The Insurance Company’s Real Goal
Insurance companies are for-profit businesses. Every dollar they pay in claims reduces their profits. Insurance adjusters—no matter how friendly—are trained to:
- Minimize claim payouts
- Find reasons to deny claims
- Shift blame to you (reducing or eliminating your recovery)
- Settle quickly before you understand your claim’s true value
This isn’t speculation—it’s their business model. Approach every interaction with this reality in mind.
2025 Illinois Insurance Requirements
Recent Illinois legislation has imposed stricter requirements on insurance companies handling personal injury claims. Under 2025 regulations:
- Detailed denial explanations: Insurers must provide specific, written reasons when denying claims—not vague form letters
- Settlement discussion deadlines: Companies cannot unreasonably delay settlement negotiations
- Good faith requirements: Insurers must handle claims fairly and promptly
Despite these requirements, insurance companies continue using sophisticated tactics to minimize payouts.
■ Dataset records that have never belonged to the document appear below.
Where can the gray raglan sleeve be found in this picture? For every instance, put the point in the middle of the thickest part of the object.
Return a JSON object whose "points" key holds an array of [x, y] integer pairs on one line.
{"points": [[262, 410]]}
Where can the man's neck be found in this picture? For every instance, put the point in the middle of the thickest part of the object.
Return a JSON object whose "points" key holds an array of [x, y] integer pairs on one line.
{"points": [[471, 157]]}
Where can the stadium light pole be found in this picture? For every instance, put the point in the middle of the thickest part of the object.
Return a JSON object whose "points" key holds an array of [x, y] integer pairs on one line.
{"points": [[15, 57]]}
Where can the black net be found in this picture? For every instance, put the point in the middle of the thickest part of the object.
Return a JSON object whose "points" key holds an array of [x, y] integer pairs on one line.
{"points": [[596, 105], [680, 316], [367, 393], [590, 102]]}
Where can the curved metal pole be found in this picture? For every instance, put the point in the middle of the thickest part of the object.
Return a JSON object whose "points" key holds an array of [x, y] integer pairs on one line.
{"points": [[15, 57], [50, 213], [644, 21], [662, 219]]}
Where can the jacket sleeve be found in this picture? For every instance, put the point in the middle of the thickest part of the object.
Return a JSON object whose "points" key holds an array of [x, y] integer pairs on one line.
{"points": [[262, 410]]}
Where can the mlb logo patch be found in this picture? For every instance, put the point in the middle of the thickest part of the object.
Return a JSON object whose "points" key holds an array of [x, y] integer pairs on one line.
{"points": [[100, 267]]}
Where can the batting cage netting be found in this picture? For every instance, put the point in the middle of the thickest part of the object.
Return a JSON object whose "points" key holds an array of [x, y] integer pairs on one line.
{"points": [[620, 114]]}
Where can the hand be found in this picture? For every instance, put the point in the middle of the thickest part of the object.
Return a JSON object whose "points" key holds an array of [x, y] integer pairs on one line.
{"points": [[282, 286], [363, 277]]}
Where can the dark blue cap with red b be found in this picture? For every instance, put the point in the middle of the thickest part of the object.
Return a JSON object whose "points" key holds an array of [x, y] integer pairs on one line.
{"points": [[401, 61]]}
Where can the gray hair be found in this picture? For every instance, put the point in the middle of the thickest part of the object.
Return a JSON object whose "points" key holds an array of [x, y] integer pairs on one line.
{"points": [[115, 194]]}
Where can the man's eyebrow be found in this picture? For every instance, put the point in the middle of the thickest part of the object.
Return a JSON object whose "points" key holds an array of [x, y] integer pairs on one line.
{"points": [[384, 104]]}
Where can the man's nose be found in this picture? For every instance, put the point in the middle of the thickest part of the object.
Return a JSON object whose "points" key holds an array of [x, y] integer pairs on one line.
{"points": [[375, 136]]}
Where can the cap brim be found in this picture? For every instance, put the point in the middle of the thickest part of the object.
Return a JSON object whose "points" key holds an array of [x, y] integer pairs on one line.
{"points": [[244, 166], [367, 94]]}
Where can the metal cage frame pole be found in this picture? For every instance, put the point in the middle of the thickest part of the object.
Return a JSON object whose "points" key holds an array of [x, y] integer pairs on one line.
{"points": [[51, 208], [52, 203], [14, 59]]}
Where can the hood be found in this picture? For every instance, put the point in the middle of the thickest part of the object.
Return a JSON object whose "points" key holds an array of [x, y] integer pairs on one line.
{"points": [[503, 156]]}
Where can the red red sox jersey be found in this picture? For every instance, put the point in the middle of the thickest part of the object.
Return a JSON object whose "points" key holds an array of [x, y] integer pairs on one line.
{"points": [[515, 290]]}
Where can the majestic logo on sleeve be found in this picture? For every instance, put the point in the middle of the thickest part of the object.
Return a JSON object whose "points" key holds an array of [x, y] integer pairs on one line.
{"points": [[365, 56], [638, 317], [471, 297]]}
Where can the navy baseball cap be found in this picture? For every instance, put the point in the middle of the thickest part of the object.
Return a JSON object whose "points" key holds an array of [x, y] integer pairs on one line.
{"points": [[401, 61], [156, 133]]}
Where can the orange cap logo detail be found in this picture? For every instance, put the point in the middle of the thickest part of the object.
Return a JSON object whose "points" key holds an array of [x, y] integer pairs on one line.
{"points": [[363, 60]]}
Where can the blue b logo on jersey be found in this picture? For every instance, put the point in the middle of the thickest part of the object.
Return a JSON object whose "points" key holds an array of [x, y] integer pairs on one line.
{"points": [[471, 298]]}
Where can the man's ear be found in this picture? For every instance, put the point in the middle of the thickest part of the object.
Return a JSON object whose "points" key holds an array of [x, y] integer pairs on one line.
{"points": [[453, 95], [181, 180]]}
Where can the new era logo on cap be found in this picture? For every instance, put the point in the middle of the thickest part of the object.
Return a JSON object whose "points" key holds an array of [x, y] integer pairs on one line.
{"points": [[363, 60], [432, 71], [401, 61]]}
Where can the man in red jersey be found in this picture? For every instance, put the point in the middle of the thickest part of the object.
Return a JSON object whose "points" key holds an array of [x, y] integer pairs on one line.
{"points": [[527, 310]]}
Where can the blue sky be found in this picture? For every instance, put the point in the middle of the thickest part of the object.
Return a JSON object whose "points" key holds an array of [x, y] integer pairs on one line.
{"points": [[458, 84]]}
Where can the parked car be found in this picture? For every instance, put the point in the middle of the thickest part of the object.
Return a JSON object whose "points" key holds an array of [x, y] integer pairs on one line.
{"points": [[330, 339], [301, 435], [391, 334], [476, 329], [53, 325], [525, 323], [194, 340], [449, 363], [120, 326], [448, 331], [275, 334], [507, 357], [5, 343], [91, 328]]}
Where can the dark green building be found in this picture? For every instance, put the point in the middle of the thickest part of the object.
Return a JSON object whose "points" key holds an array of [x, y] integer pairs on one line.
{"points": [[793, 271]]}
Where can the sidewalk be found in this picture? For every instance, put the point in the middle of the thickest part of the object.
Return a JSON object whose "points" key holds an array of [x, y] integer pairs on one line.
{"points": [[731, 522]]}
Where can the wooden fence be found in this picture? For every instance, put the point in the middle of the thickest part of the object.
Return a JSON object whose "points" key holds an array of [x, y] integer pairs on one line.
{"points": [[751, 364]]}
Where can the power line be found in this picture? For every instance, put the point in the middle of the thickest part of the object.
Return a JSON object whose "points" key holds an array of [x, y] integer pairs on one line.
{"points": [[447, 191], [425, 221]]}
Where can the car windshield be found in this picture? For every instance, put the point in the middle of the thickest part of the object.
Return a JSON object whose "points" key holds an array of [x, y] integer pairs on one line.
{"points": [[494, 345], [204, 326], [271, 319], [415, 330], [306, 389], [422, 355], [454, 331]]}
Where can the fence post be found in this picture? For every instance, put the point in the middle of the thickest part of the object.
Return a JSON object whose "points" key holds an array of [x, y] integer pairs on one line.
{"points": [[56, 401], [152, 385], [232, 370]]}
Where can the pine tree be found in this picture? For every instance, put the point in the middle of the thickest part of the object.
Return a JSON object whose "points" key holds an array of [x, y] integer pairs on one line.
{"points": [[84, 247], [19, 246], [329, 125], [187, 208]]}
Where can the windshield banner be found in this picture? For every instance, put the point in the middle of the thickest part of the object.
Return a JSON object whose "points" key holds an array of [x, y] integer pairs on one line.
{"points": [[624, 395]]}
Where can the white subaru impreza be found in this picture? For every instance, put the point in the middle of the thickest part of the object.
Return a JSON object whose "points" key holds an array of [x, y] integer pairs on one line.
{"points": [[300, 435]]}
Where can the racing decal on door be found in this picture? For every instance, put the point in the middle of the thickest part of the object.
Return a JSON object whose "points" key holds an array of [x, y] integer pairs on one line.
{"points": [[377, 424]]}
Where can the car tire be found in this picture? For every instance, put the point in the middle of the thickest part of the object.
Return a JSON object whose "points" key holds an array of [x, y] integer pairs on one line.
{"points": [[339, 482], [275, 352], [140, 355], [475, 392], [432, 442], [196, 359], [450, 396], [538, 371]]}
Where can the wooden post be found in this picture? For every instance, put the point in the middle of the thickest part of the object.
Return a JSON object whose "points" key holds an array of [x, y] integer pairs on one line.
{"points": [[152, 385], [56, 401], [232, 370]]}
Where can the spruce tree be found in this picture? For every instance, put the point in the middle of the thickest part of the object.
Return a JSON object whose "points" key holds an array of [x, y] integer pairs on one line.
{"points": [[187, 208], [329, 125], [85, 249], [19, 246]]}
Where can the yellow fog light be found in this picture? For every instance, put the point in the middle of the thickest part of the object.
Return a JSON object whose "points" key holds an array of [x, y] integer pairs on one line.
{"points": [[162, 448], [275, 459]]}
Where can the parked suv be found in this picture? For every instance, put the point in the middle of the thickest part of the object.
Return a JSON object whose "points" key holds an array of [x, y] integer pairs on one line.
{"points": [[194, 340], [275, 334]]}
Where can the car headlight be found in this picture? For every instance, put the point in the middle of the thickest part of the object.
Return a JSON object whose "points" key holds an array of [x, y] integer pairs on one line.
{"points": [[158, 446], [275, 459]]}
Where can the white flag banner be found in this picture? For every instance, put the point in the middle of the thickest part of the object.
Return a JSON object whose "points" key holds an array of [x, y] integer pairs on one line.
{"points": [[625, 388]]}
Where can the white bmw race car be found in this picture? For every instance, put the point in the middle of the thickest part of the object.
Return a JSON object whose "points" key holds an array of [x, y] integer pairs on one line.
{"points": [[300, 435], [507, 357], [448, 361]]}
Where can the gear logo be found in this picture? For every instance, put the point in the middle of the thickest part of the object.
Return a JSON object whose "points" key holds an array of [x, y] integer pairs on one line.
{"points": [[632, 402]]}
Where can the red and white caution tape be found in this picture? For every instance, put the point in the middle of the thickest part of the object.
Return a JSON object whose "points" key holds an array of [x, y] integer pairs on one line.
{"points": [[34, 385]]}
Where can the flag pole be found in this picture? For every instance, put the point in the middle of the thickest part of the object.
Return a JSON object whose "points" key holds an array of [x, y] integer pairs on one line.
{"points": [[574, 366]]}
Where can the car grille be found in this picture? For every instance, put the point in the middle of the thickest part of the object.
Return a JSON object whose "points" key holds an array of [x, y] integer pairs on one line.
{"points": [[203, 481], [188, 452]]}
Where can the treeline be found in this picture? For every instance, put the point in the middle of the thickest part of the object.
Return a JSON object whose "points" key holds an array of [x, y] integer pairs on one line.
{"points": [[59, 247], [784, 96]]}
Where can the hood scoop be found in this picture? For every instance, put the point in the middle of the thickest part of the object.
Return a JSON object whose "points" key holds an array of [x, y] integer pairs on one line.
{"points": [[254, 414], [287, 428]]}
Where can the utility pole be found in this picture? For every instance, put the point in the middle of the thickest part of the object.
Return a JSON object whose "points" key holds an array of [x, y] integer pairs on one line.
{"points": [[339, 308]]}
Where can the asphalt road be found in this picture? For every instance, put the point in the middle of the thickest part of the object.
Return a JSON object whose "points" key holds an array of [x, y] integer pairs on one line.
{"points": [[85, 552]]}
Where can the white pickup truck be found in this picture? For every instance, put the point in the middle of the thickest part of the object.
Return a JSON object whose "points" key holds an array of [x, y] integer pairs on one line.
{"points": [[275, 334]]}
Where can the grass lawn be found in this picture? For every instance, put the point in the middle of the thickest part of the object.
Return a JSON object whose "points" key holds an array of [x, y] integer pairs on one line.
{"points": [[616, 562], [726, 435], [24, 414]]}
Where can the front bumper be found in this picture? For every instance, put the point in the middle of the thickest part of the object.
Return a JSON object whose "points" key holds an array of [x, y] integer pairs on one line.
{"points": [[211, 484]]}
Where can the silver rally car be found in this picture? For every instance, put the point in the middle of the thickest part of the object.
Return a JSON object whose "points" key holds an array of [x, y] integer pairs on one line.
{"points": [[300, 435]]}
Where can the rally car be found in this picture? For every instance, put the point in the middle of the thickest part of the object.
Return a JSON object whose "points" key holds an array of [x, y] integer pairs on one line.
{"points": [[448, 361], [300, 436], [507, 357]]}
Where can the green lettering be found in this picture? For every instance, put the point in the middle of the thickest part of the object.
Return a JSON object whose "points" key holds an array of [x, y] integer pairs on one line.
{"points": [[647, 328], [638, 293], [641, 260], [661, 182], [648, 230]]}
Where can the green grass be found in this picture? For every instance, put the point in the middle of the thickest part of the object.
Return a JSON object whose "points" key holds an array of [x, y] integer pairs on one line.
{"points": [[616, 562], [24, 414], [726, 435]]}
Knowing these tactics helps you fight back.
Common Insurance Adjuster Tactics
1. The Friendly Call
Shortly after your accident, an adjuster will call. They’ll be warm, sympathetic, and seem genuinely concerned about your well-being. This is strategic—they want you to let your guard down and say things that hurt your claim.
Watch for:
- “How are you feeling?” (Hoping you’ll say “fine” or “okay”)
- “Can you tell me what happened?” (Looking for admissions of fault)
- “We want to resolve this quickly for you” (Rushing you to settle)
2. Recorded Statement Requests
Adjusters will ask for a recorded statement, claiming it’s “routine” or “required.” You are not legally required to give a recorded statement to the other driver’s insurance company.
Recorded statements are used to:
- Lock you into a version of events before you fully remember details
- Catch inconsistencies they can use against you later
- Get you to minimize injuries before you know their full extent
- Ask leading questions that imply your fault
Politely decline. If you have an attorney, refer all communication to them.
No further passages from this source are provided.